A deficiência de piruvato desidrogenase (DPDH) é uma doença rara do metabolismo energético da glicose. A PDH é um complexo multienzimático localizado na matriz mitocondrial. Estão descritos 6 genes nucleares associados a esta doença, com hereditariedade ligada ao cromossoma X (na quase totalidade dos casos) ou autossómica recessiva (1). 

Epidemiologia

A DPDH é uma doença muito rara, com incidência e prevalência desconhecidas (1). Apesar da raridade, é uma das principais causas de acidose láctica congénita. O seu diagnóstico é habitualmente evocado com base na clínica, predominantemente neurológica, não estando incluída no rastreio neonatal.

Fisiopatologia

O complexo PDH catalisa a descarboxilação oxidativa do piruvato, o principal produto da glicólise, originando acetil-coenzima A (acetil-coA), que é posteriormente oxidada no ciclo de Krebs. A energia derivada da oxidação completa da glicose, via piruvato, é usada na cadeia respiratória mitocondrial para a síntese de ATP, a molécula de troca da energia química. Quando há uma deficiência da PDH, ocorre um bloqueio na oxidação aeróbica do piruvato, com aumento da produção de lactato e alanina (figura 1). Assim, há um défice energético associado a acumulação de piruvato, lactato e alanina no sangue, urina e líquido cefalorraquidiano, agravada pelo consumo de carbohidratos. Estes são desaproveitados do ponto de vista energético, uma vez que a glicólise passa a ser “anaeróbica”, apesar da disponibilidade normal de oxigénio (2). 

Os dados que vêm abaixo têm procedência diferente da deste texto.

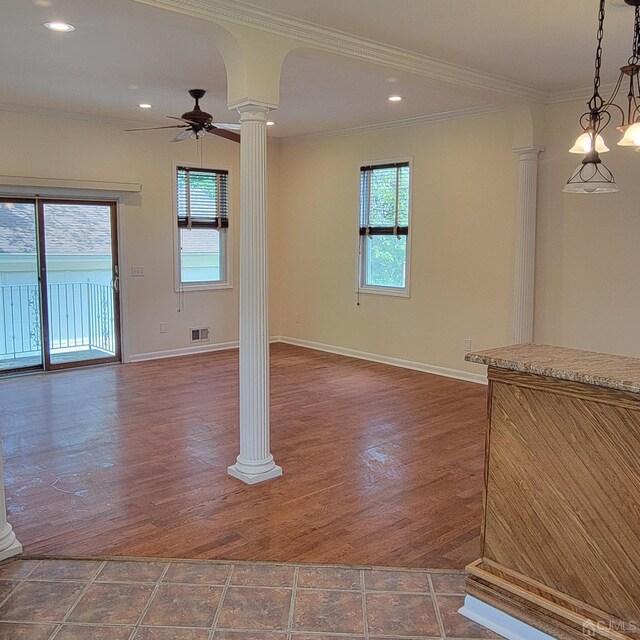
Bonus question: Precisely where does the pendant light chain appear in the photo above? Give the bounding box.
[629,5,640,64]
[589,0,605,116]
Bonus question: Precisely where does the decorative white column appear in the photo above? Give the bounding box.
[513,147,543,344]
[0,446,22,560]
[228,104,282,484]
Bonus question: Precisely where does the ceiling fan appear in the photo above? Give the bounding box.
[125,89,240,142]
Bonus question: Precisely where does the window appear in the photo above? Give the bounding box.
[176,167,229,288]
[359,162,410,295]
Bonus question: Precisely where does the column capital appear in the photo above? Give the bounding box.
[238,104,269,125]
[227,98,278,113]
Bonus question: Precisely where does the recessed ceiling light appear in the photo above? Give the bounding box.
[44,22,76,33]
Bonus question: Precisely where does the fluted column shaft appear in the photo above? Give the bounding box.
[229,104,282,484]
[513,147,541,344]
[0,446,22,560]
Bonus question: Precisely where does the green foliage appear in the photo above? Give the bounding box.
[361,167,409,288]
[366,236,407,287]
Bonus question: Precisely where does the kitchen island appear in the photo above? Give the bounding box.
[462,344,640,640]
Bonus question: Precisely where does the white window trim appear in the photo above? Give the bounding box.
[171,161,233,293]
[356,156,413,298]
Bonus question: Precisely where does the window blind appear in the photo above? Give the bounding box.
[177,167,229,229]
[360,162,409,236]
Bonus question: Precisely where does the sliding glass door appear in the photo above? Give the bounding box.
[0,199,43,371]
[0,199,120,371]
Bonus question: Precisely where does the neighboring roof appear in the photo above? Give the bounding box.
[0,202,219,255]
[0,202,111,255]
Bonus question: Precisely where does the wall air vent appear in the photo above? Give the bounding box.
[189,327,209,342]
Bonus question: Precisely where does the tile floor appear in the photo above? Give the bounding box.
[0,559,498,640]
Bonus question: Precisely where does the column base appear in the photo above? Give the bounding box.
[0,540,22,560]
[227,464,282,484]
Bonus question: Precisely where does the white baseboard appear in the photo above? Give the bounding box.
[272,336,487,384]
[129,340,238,362]
[458,596,555,640]
[128,336,487,384]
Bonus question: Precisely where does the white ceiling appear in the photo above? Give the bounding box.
[0,0,633,136]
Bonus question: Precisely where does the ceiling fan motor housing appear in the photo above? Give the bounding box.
[182,89,213,126]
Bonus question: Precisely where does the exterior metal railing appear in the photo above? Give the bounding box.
[0,282,115,359]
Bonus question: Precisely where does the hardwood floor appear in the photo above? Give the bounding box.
[0,344,486,569]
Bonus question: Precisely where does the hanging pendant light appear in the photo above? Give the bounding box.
[569,132,608,155]
[610,0,640,147]
[563,151,618,193]
[563,0,640,193]
[563,0,620,193]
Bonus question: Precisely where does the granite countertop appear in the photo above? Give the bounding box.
[465,343,640,393]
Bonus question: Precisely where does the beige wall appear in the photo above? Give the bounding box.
[0,113,245,356]
[274,113,517,372]
[535,102,640,357]
[0,103,640,372]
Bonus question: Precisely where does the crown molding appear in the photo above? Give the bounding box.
[276,104,506,142]
[0,102,156,127]
[135,0,547,102]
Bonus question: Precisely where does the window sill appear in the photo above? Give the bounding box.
[357,286,411,298]
[176,282,233,293]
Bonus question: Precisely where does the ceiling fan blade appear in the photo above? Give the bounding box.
[171,128,191,142]
[125,124,186,131]
[209,122,240,131]
[206,126,240,142]
[167,116,198,124]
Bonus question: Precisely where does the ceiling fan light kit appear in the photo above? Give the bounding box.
[563,0,640,193]
[126,89,241,142]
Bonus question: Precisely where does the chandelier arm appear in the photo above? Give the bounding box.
[602,71,625,114]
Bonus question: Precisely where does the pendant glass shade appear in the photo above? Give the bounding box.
[569,133,608,155]
[563,162,618,193]
[618,122,640,147]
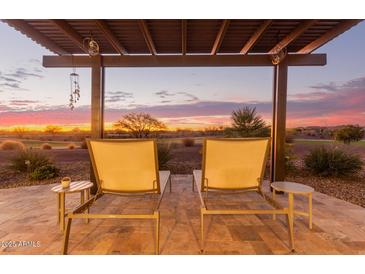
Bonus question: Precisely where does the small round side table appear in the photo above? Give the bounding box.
[51,181,93,231]
[271,182,314,229]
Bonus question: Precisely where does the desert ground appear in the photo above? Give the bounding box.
[0,138,365,207]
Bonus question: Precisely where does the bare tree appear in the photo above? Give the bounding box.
[114,113,166,138]
[44,125,62,135]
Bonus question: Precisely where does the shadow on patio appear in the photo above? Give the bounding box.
[0,175,365,254]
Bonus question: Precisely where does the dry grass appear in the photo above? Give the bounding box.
[67,144,76,149]
[0,140,25,150]
[181,138,195,147]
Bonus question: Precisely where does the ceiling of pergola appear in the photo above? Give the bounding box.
[3,19,361,55]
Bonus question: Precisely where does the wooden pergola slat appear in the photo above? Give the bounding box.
[95,19,127,55]
[210,19,230,55]
[240,20,272,54]
[43,54,327,68]
[50,19,89,54]
[3,19,69,55]
[298,20,362,54]
[138,19,157,55]
[269,20,317,54]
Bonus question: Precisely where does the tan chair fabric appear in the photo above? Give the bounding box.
[202,138,269,190]
[89,140,159,192]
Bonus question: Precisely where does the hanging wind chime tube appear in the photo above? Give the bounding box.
[69,56,80,110]
[69,32,100,110]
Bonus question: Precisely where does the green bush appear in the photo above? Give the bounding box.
[29,165,59,181]
[182,138,195,147]
[0,140,25,150]
[41,143,52,150]
[304,147,363,176]
[10,149,51,172]
[335,125,365,145]
[157,143,172,169]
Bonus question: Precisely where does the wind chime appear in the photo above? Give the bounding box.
[69,33,99,110]
[69,56,80,110]
[271,31,288,65]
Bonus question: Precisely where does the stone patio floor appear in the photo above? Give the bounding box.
[0,175,365,254]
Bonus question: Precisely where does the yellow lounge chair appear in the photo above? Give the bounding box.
[63,139,171,254]
[193,138,294,252]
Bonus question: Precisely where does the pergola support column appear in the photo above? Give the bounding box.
[270,60,288,182]
[90,56,105,194]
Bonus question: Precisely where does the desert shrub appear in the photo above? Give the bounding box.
[182,138,195,147]
[10,149,51,172]
[304,147,363,176]
[80,140,87,149]
[0,140,25,150]
[29,165,59,180]
[41,143,52,150]
[157,143,172,169]
[224,106,270,138]
[67,144,76,149]
[285,144,296,171]
[285,134,294,144]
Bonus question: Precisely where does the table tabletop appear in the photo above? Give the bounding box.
[51,181,93,193]
[271,182,314,194]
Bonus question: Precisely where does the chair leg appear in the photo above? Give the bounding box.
[155,211,160,255]
[169,175,172,193]
[288,193,294,251]
[192,175,195,192]
[308,193,313,229]
[272,188,276,220]
[62,217,72,255]
[200,208,204,253]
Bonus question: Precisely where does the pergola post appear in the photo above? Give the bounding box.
[270,60,288,182]
[90,55,104,194]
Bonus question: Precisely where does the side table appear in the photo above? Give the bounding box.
[51,181,93,231]
[271,182,314,229]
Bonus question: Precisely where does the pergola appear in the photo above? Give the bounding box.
[3,19,361,181]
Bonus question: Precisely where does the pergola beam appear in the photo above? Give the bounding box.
[95,19,127,55]
[269,20,317,54]
[50,19,88,54]
[210,19,230,55]
[2,19,70,55]
[298,20,362,54]
[181,19,188,55]
[240,20,272,54]
[43,54,327,68]
[138,19,157,55]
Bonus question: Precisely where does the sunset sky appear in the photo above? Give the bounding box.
[0,22,365,128]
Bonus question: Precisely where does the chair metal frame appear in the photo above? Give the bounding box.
[193,138,294,252]
[62,139,171,255]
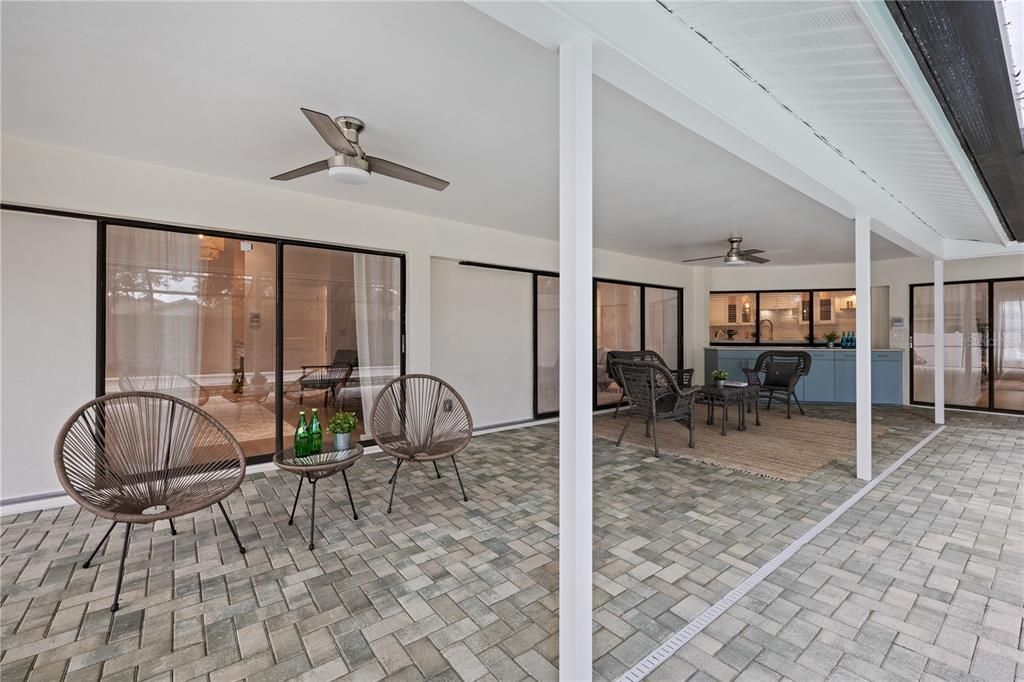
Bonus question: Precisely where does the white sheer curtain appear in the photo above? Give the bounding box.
[352,253,401,436]
[106,225,203,400]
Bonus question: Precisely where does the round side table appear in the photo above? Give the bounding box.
[273,444,362,549]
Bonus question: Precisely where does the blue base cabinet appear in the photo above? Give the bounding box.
[705,346,903,404]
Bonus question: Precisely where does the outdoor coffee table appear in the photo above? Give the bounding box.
[273,443,362,549]
[697,383,761,435]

Figura 1. Papel central do complexo da piruvato-desidrogenase no metabolismo energético dos carbohidratos

O complexo da PDH é constituído por três subunidades enzimáticas: piruvato desidrogenase (E1) – alfa e beta –, dihidrolipoamida transacetilase (E2) e dihidrolipoamida desidrogenase (E3), e uma proteína de ligação da E3. A sua atividade, estimulada pela PDH fosfatase, necessita de coenzimas: tiamina, ácido lipóico e nicotinamida-adenina-dinucleótido (NAD+). 

A maioria dos casos de DPDH é causada por mutações no gene PDHA1, o único localizado no cromossoma X, que codifica a subunidade E1 alfa. Está associado a hereditariedade ligada ao X dominante ou recessiva, conforme o tipo de mutação e o padrão de inativação do X (nos doentes do sexo feminino). (1). Estão descritas cerca de 140 mutações no gene PDHA1 (1, 3). 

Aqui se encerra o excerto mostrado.